Colajanni: “Michael Schumacher era timido, per questo sembrava freddo”

L'ex Ferrari racconta il suo rapporto con il tedesco

Luca Colajanni e Michael Schumacher (Getty Images)

F1 | Luca Colajanni racconta del suo rapporto con Michael Schumacher

Michael Schumacher è rimasto nel cuore di tutti gli italiani per quanto fatto in Ferrari. Il tedesco con la Rossa ha costruito la sua leggenda diventando, numeri alla mano, il più forte pilota di tutti i tempi. Non c’è pista dove non vi sia almeno un record griffato Schumi. Purtroppo però il terribile incidente del 2013 da anni ormai lo tiene lontano dalle telecamere. I suoi tifosi sono in ansia, ma come vi abbiamo più volte raccontato sulle sue condizioni si sa davvero molto poco.

Chi negli anni Ferrari ha lavorato a stretto contatto con Michael Schumacher è Luca Colajanni, l’uomo che curava la comunicazione in casa Ferrari (ruolo attualmente ricoperto da Alberto Antonini). Dopo una breve esperienza in Formula E, Colajanni ha preso le redini della comunicazione di Liberty Media, chiamato dall’amico Ross Brawn.

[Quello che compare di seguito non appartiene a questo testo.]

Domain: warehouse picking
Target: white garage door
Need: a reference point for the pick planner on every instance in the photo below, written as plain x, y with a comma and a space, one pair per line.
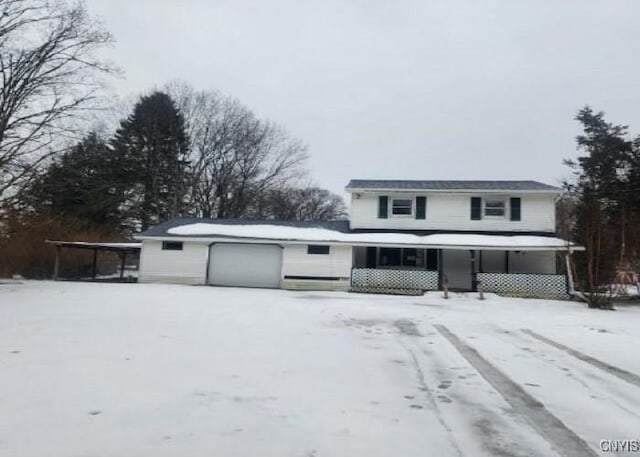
245, 265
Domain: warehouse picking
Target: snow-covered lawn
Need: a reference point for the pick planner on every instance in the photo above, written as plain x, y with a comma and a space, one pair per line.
158, 370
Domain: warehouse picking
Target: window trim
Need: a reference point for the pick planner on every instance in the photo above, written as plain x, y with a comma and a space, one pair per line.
172, 246
502, 200
318, 247
412, 207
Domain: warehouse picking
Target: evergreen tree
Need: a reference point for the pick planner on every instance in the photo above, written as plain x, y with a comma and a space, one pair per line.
602, 193
152, 147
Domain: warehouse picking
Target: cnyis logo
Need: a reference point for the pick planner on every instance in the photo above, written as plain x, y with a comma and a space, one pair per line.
620, 445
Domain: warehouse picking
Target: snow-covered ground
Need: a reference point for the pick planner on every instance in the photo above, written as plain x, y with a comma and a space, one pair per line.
159, 370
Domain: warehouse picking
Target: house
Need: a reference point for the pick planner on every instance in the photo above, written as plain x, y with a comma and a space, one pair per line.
403, 236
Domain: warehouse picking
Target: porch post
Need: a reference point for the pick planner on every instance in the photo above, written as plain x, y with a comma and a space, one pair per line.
94, 266
56, 264
570, 285
439, 269
474, 282
123, 258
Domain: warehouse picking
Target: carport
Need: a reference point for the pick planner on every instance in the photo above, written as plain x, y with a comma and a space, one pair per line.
122, 249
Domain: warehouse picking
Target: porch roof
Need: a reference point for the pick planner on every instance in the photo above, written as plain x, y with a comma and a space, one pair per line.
252, 233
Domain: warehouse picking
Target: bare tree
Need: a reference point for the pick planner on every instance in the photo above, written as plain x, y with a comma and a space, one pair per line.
49, 74
235, 157
302, 204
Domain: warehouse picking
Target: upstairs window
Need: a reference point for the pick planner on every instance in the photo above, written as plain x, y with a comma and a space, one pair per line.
172, 245
401, 207
494, 208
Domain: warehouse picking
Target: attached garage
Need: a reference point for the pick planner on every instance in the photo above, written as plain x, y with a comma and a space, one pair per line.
245, 265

Schumacher timido e appassionato

Come riportato da “Vavel.com”, Luca Colajanni, intervenuto al Trofeo Bandini, ha raccontato delle differenze tra curare la comunicazione per un team e per una società che detiene i diritti commerciali di una categoria. In particolare ha rivelato della relativa semplicità nel gestire la Formula E in quanto categoria nuova e quindi più facile da plasmare.

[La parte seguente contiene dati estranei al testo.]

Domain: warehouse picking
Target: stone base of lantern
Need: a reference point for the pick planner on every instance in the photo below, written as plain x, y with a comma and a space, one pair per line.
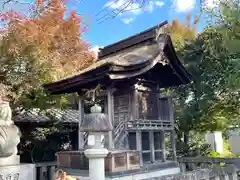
11, 160
96, 163
115, 161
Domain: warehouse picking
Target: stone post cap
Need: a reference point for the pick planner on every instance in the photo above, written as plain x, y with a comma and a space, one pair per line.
96, 121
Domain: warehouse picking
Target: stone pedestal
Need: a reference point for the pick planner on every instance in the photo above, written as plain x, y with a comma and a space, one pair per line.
215, 140
11, 160
18, 172
96, 163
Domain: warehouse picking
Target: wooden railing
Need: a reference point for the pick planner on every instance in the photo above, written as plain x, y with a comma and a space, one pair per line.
228, 172
45, 170
149, 124
193, 163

Colajanni ha poi parlato di Schumi: “Il ricordo più bello degli anni in Ferrari è l’aver lavorato accanto ad una persona straordinaria come Michael Schumacher che è stato un esempio di passione e dedizione che non ha eguali. Mi ritengo fortunato di aver lavorato con lui e in questo momento credo sia giusto fare un grande augurio a Michael che ne ha bisogno”.

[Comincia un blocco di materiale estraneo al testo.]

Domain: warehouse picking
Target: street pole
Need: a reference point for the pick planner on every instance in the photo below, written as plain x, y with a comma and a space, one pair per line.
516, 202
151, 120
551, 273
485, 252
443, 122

L’ex responsabile della comunicazione Ferrari ha poi continuato: “Non ho mai pensato fosse un robot, avendo avuto la fortuna di conoscerlo posso dire che era tutto tranne che una persona fredda. Anzi devo ammettere che era un tipo timido, appassionato. Forse questa sua timidezza lo ha fatto sembrare freddo e chiuso”.